“Everything needs to change, so everything can stay the same,” said that archetypical European character of Sicilian prince Fabrizio Corbera in the novel The Leopard. In his race to outpace the Eurosceptic threat posed by the UK Independence Party to Conservatives’ voter support, prime minister David Cameron may end up with a country effectively rejecting its European Union membership–much to the US’ chagrin. But some problems of the British economy will remain profoundly continental.
For instance, the banks. According to the regulator, the Prudential Regulation Authority, the UK’s financial system suffers a capital deficit of up to £25 billion, a gap that must be covered in 2013 to reach the minimum 7 percent core tier 1 capital ratio target. RBS, Lloyds and Barclays would have already begun the hunt of resources with asset sales (St James Place, Scottish Widows Investment, Citizens) and convertible bonds.

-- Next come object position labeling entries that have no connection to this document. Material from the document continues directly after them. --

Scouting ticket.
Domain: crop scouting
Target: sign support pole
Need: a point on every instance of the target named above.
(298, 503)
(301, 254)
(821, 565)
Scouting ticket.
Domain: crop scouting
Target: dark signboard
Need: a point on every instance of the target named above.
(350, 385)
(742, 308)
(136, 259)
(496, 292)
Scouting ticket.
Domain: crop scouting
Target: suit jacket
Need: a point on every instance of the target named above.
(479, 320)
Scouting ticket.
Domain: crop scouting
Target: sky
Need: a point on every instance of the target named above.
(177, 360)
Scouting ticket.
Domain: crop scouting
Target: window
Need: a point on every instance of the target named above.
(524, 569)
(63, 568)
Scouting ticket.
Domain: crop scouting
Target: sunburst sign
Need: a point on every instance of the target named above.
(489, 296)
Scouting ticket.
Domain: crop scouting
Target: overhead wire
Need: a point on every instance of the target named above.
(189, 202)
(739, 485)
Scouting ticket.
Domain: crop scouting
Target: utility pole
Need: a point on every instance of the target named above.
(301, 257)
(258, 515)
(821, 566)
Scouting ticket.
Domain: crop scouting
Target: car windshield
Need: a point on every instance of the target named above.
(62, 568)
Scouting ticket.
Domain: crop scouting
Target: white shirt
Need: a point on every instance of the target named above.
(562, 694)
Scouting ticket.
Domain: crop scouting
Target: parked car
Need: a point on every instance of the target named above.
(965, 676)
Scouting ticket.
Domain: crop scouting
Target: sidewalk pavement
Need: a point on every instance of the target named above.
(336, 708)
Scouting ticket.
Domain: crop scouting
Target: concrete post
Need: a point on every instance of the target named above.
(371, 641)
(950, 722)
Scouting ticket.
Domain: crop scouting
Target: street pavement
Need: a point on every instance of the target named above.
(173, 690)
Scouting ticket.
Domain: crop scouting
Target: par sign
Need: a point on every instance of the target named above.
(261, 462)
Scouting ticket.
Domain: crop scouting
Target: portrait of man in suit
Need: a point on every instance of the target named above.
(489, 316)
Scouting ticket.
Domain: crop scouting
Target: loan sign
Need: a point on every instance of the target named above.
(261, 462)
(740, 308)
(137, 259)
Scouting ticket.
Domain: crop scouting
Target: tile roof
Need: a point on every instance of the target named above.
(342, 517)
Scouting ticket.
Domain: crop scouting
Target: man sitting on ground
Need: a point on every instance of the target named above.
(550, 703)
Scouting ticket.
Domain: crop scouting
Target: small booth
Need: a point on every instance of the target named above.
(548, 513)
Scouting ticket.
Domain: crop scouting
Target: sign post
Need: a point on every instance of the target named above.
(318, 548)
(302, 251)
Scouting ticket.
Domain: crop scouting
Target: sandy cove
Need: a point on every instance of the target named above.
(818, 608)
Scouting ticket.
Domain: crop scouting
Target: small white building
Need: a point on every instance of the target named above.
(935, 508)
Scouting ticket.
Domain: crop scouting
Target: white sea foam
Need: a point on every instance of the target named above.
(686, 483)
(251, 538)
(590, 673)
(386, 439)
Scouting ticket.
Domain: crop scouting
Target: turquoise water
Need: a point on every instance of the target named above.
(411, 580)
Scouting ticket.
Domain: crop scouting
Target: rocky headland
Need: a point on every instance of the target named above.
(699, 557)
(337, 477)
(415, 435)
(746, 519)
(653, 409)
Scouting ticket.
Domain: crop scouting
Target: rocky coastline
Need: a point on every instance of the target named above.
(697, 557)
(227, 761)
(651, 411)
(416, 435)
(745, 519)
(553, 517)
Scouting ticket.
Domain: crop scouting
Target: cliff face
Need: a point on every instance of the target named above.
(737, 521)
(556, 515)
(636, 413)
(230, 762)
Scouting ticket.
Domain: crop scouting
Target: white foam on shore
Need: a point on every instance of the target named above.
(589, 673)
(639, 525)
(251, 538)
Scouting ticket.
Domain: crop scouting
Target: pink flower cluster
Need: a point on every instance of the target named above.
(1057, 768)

Indeed, risk agency Moody’s recent downgrade to junk status of Co-op Bank set a reminder of British banks’ troubles, analysts at Santander said Tuesday in a report. Co-op Bank has a 6.7 percent core capital level, 1 percentage point below the European average, and its late-payment rates have increased by 2.6 percentage points since last year to 10.7 percent in the main portfolio–it is 28 percent in the non-core portfolio. Moody’s also explained that profitability expectations look weak.
Co-op’s capital deficit is relatively small, of some £1 billion, but this limited size means nothing when “there are no recapitalisation alternatives,” Santander experts remarked. The bank has no access to the equity market, but although it has admitted solvency constrictions, it says it could use its insurance business and other assets to deal with them–a sale would bring in up to £800 million.
Whichever the solution is chosen, Co-op has adamantly refused the idea of needing a public cash injection. Even so, this is a story that will help little to improve banks’ image among the British people, not unlike what happens to its EU neighbours. Lloyds research proves the trend: over one quarter of students (28%) surveyed for a recruiting paper said they would be “too embarrassed to tell friends if they are going to work in a bank.” 41% of students responding to the survey distrust banks and financial services providers and 56% trust banks less than they did five years ago. One in every two students questioned (58%) thinks that an organisation’s reputation will influence their career decision.
“We need to take steps as a sector towards rebuilding our reputation through how we behave and what we do,” noted Lloyds CEO António Horta-Osorio, “the next generation should see banking as an industry that helps to build economic wealth and is playing its part as a useful member of our local communities.”